Libération en a fait sa une pour relayer l'appel de militantes féministes à dénoncer les inégalités salariales en cessant le travail lundi 7 novembre à 16h34 pétante. Mais qui est vraiment cette jeune femme portraitisée, et d'où vient cette affiche devenue, au fil du temps, l'un des emblèmes des luttes pour l'égalité entre les sexes ? C'est ce que propose notamment de faire découvrir sur Twitter l'historienne Mathilde Larrere, spécialiste des révolutions et de la citoyenneté et notamment auteure de L'urne et le fusil (PUF). L'occasion, pour franceinfo, de revenir sur trois anecdotes que vous ignorez (peut-être) sur cette image culte pas si féministe au départ.

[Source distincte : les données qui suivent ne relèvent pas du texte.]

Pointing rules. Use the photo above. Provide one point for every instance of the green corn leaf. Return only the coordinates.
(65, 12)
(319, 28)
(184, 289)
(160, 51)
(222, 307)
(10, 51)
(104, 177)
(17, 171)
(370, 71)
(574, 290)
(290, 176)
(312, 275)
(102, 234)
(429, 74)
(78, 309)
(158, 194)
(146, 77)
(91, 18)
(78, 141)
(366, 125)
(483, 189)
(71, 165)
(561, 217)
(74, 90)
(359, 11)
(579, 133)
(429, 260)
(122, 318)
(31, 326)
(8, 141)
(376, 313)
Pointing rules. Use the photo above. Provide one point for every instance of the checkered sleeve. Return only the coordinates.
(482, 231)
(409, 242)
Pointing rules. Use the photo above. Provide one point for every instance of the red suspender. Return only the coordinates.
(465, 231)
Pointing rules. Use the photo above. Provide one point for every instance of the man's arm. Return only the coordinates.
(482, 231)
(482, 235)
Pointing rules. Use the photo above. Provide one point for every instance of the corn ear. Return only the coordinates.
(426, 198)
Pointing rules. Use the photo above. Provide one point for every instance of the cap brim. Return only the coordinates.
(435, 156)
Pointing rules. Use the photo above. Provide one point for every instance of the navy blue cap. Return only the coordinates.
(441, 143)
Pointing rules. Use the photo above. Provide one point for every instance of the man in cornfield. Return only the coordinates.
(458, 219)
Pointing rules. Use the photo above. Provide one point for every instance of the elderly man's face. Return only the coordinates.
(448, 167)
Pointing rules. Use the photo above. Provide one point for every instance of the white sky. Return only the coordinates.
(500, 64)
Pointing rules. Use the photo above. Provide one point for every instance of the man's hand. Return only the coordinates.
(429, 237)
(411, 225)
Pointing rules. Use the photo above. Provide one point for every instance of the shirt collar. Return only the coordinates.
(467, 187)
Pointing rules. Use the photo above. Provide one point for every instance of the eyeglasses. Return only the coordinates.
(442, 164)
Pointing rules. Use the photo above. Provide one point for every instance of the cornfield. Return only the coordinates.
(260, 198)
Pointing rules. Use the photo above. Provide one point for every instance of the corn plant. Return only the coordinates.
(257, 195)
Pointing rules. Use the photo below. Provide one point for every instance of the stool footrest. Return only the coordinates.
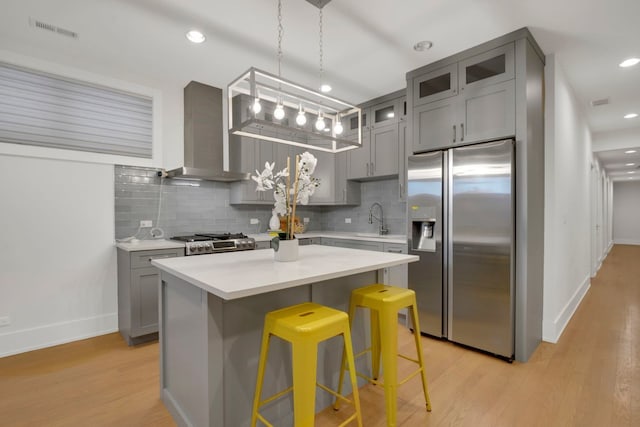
(265, 422)
(276, 396)
(334, 393)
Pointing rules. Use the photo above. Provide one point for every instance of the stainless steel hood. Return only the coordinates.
(203, 142)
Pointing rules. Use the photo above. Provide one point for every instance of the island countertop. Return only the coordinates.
(235, 275)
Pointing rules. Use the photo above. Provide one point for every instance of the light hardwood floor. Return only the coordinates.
(590, 378)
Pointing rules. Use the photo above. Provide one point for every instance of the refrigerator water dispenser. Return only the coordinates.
(423, 236)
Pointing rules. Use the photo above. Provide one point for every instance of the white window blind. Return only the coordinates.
(41, 109)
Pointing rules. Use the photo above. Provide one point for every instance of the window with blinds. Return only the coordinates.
(45, 110)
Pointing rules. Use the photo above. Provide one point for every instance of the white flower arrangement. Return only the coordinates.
(288, 194)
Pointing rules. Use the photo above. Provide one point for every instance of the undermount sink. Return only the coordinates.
(381, 236)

Elle devait initialement inciter les femmes à travailler

C'est sans doute un paradoxe savoureux dans le choix de une de Libération. Réalisée en 1942 par le dessinateur américain J. Howard Miller, cette affiche a été diffusée pour la première fois dans des usines de revêtement militaire Westinghouse Electric en 1943. Les États-Unis sont alors pleinement engagés dans la seconde guerre mondiale depuis l'attaque de Pearl Harbor, le 7 décembre 1941. Les hommes sont alors incités à partir au front tandis que les femmes sont appelées à palier les manques de main-d'œuvre. Elles sont alors plus de six millions à rejoindre les rangs de l'usine.

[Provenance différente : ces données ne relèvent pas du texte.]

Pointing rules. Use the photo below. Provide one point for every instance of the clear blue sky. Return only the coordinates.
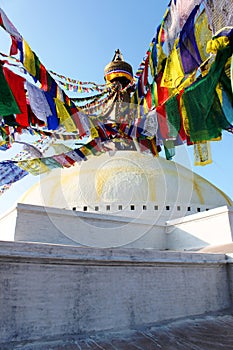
(78, 38)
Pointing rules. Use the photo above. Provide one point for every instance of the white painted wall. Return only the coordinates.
(49, 291)
(7, 225)
(59, 226)
(214, 227)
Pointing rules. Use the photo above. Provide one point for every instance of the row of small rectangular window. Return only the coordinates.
(132, 207)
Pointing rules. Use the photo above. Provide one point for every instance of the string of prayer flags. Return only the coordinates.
(202, 153)
(10, 172)
(34, 166)
(206, 119)
(64, 116)
(38, 102)
(8, 104)
(16, 84)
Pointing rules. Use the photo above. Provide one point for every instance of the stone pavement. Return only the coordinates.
(201, 333)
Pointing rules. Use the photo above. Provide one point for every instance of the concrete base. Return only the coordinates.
(52, 291)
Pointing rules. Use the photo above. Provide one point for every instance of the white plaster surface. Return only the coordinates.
(59, 226)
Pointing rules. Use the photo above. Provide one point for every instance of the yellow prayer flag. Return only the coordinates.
(29, 59)
(64, 116)
(34, 166)
(173, 72)
(202, 153)
(94, 132)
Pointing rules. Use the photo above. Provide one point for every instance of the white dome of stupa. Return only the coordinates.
(127, 184)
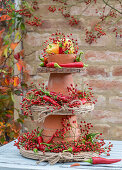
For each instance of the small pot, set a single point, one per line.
(58, 82)
(61, 58)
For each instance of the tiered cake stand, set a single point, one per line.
(59, 80)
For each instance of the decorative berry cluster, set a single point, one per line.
(86, 141)
(41, 97)
(93, 35)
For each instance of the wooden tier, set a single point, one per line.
(39, 113)
(61, 70)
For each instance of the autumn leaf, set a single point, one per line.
(13, 45)
(21, 53)
(75, 164)
(2, 31)
(2, 49)
(5, 17)
(16, 81)
(19, 66)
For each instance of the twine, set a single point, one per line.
(53, 158)
(43, 112)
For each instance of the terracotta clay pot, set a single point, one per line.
(53, 122)
(58, 82)
(61, 58)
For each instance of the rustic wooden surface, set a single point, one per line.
(10, 159)
(61, 70)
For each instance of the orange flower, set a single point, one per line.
(16, 81)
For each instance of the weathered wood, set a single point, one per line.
(61, 70)
(10, 159)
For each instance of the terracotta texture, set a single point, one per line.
(58, 82)
(61, 58)
(53, 122)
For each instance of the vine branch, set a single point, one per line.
(112, 7)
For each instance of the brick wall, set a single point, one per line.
(104, 59)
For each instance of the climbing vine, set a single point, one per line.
(100, 28)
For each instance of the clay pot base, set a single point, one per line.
(53, 122)
(58, 82)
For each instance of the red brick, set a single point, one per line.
(118, 41)
(117, 71)
(94, 71)
(115, 101)
(101, 100)
(103, 56)
(102, 128)
(107, 116)
(105, 84)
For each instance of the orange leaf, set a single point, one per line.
(5, 17)
(21, 53)
(2, 31)
(7, 81)
(75, 164)
(16, 81)
(13, 45)
(19, 66)
(2, 49)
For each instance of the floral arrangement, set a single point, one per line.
(87, 141)
(42, 97)
(58, 43)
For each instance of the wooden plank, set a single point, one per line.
(61, 70)
(10, 159)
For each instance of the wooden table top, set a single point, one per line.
(10, 159)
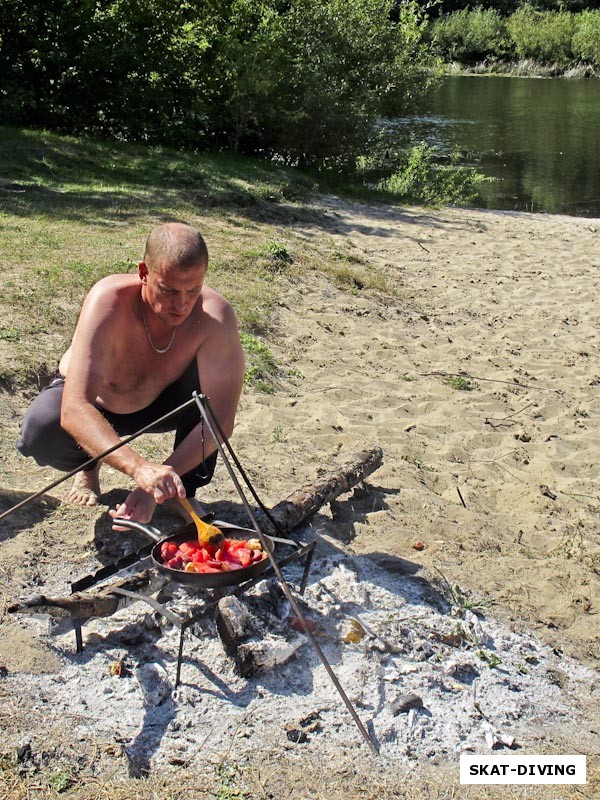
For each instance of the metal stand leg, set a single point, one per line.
(78, 637)
(179, 657)
(309, 556)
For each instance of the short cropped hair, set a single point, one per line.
(176, 244)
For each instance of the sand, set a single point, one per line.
(509, 300)
(493, 476)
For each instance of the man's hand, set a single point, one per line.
(159, 481)
(138, 506)
(156, 483)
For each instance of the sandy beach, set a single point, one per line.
(481, 383)
(510, 302)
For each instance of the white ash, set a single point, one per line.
(472, 683)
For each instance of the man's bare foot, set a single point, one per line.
(85, 490)
(175, 506)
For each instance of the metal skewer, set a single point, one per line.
(209, 417)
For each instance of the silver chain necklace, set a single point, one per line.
(159, 350)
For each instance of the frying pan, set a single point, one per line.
(201, 580)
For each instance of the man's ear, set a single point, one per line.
(143, 272)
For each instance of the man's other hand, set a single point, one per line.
(159, 481)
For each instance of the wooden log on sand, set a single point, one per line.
(305, 502)
(287, 514)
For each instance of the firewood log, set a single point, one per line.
(288, 514)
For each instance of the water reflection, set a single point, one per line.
(539, 138)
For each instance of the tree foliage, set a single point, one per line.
(303, 80)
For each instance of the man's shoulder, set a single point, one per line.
(113, 285)
(216, 306)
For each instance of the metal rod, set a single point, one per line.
(201, 402)
(94, 460)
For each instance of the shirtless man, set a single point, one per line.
(142, 345)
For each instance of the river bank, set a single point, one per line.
(527, 68)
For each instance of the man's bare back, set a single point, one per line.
(136, 336)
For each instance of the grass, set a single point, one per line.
(460, 383)
(73, 210)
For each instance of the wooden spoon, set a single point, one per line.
(206, 533)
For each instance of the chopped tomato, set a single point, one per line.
(229, 555)
(189, 548)
(167, 550)
(206, 568)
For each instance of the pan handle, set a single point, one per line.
(149, 530)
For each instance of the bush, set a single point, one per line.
(422, 180)
(545, 36)
(300, 80)
(586, 38)
(469, 36)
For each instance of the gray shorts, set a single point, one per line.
(43, 439)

L'esprit original est alors très éloigné du féminisme. Il s'agit de remotiver la population en vue de participer à l'effort de guerre. Considéré comme un acte patriotique, le travail à l'usine fait l'objet d'une vaste campagne de propagande visant en particulier les femmes. C'est dans ce contexte que J. Howard Miller réalise une série de 42 affiches, dont la plus populaire sera celle montrant une femme se retroussant les manches et affirmant : "We can do it" ("On peut le faire", en français). Les autres affiches de la série comportent, elles, des messages plus paternalistes, reproduisant généralement des situations de supériorité hiérarchiques entre les hommes et les femmes.  

Ne la confondez pas avec "Rosie the Riveter"

Autre icône populaire des États-Unis, Rosie the Riveter (littéralement "Rosie la riveteuse", du nom de l'ouvrier qui rive, qui assemble à l'aide de rivets), est souvent prêtée (à tort) comme l'inspiratrice du portrait de J. Howard Miller. Ce personnage fictif est en effet popularisé par la chanson éponyme du groupe The Four Vagabond diffusée en 1943.

Pour Ed Reis, historien travaillant bénévolement avec Westinghouse Electric, le lien entre l'affiche de Miller et la chanson des Four Vagabond ne serait en effet pas justifié. Selon lui, la femme sur l'affiche aurait d'ailleurs plus de chance de s'appeler "Molly la mouleuse de Micarta" ou "Cassie la faiseuse de casques".

Rosie the Riveter trouvera enfin un visage avec le dessinateur américain Norman Rockwell, en la représentant en une du Saturday Evening Post, le 29 mai 1943. Une couverture par ailleurs inspirée du prophète Isaïe peint par Michel Ange dans la chapelle Sixtine.

Malgré des doutes persistants sur le modèle de J. Howard Miller, il est communément accepté que l'artiste s'inspira d'une photo en noir et blanc de l'United Press International représentant Géraldine Hoff Doyle, 17 ans et vivant dans le Michigan. Sur cette photo, l'adolescente y figure avec un bandana à pois, penchée sur un emboutisseur de métal. Elle est morte en 2010 à l'âge de 86 ans.

Elle est redécouverte dans les années 1980 et reprise, depuis, par Beyoncé

Tombée dans l'oubli pendant près de quarante ans, cette icône est redécouverte en 1982, grâce à un article du Washington Post consacré aux affiches patriotiques, note un blog rattaché à l'association Osez le féminisme. Instantanément, l'affiche est détournée pour devenir une affirmation des luttes féministes et de l'"empowerment", concept anglo-saxon venue des cités de Chicago dans les années 1930, et repris par les mouvements d'émancipation noirs et féministes dans les années 1970.